While we're on the topic of sound and music, the first of my AudioFile series is now up at Ars. It's on basics of digital audio, so if you're a little bit sketchy on the whole idea it's a good introduction. It is very basic, but I wanted to write this before getting into more complicated topics like lossless compression and 1-bit sampling. Response has been relatively good so far. The followup article on MP3 encoding has been submitted, and should go up soon.
Mental note: music journalists are a scruffy, hipster-looking lot. Despite my feelings about dress shoes, I'm not wearing the Chucks tomorrow. I'd like to stand out from that crowd.
The best exchange of the day, easily, came during an otherwise tedious bandwidth policy/Net Neutrality debate, in which Scott Cleland (NetCompetition.org, a.k.a. the ISPs) insisted that Net Neutrality has never existed in domains like wireless and cable, so why fight so hard for it?
Ben Scott from Free Press had not been terribly impressive for most of the talk, but he took the mike and said (I quote mostly from memory and my notes):
I'd like to agree completely with Scott on one point, because it's true that net neutrality has never applied to wireless providers. And I'd submit that if you want to see what it looks like when providers are allowed to be gatekeepers, just look down at your handheld device.
The wireless companies can choose what music you listen to. They can choose where you can go to buy that music. They can choose where you go on the Internet. That's what it looks like without Net Neutrality.
To which I can only say, yeah, pretty much. And if anyone thinks, as Cleland sputtered in reply, that the USA offers "lower costs" or better quality than wireless phones in other developed countries, then they pretty much deserve what they're getting.
My article on the Hero Rat program went up this morning over at Ars Technica, drawing heavily on my interview with founder Bart Weetjens, who was nice enough to put up with my mispronunciations of his name and the limitations of a Skype session in Tanzania. Good stuff.
I've sent them a guide on basic PCM audio already (perhaps too basic--I have my doubts as to its necessity, and if they don't take it I won't be insulted), and am roughly 50% done with the article on MP3 for laypeople. I'm grouping these together under the title "The AudioFile" (geddit?) and may add at least one more installment on HD formats to round the series out.
Also for Ars, next week I'll be covering the Future of Music Conference over at GWU (conveniently, only a few blocks from the Bank) and a Pandora Internet Radio meetup, which should be interesting. After that, I guess I'll have to start thinking of new articles.
Elsewhere in employment, I finished the second interview for a new full-time position with a news organization today, so I might finally be leaving WBI. Which I will miss, but will also be kind of nice: I'm getting a little tired of telling people "Real soon now!" when they ask when I'm leaving.
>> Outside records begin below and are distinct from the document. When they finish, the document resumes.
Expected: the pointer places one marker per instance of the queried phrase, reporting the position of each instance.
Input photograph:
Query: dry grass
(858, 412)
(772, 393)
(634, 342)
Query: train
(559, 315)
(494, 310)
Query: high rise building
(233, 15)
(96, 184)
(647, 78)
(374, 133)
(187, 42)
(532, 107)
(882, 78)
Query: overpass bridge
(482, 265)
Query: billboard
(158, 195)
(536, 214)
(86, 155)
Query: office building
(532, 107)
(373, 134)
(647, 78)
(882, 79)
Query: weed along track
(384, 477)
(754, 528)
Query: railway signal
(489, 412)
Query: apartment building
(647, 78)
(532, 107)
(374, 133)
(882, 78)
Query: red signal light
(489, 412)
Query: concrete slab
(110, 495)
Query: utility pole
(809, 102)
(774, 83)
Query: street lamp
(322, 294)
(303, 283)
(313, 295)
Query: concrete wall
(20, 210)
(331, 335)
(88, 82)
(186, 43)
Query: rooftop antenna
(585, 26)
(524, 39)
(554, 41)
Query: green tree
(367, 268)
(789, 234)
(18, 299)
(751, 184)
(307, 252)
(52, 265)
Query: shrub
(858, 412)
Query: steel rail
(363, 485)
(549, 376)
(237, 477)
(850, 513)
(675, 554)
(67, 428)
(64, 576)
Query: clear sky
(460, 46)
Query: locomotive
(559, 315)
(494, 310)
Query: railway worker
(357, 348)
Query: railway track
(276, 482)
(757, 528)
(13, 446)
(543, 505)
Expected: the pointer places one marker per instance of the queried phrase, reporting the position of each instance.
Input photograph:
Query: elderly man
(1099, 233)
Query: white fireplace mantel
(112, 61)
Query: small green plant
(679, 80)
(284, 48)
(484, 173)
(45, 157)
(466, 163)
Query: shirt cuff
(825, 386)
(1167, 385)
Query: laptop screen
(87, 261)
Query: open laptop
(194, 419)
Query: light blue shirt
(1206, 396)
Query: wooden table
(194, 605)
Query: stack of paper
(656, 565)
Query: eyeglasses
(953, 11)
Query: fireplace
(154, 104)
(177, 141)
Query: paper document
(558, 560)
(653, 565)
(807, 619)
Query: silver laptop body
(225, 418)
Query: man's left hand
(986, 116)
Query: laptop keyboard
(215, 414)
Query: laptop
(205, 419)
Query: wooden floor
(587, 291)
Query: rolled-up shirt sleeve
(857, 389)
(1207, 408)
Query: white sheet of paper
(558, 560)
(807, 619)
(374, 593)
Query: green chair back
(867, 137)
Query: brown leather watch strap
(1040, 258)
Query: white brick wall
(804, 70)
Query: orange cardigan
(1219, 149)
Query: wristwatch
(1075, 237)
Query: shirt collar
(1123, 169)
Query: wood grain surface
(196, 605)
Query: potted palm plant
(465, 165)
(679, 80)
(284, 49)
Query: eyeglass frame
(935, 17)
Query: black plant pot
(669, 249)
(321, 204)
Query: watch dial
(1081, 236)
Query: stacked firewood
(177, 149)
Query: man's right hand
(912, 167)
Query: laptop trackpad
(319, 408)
By a combination of opportunity and wheedling, I've garnered an invitation to contribute articles on digital audio to Ars Technica, both from a production standpoint as well as the technical side. This is kind of a wide range. Now I just need to get some pitches together. Here are a few that I'm considering, and I'd appreciate feedback.
Suggestions are also welcome, and feel free to bring up topics where I'm not any kind of expert. I'm always interested in exploring new areas and then writing about them.
Ars Technica has posted the remaining two articles I wrote about UX Week. The first is mostly about Yahoo! Teachers. The second covers the OLPC Design Keynote, thus proving that I am not above reporting on initiatives I personally find distasteful.
I've got three short articles on UX Week 2007 going up on Ars Technica, the first of which has been posted. The rest will be published today, I hope, so keep an eye out.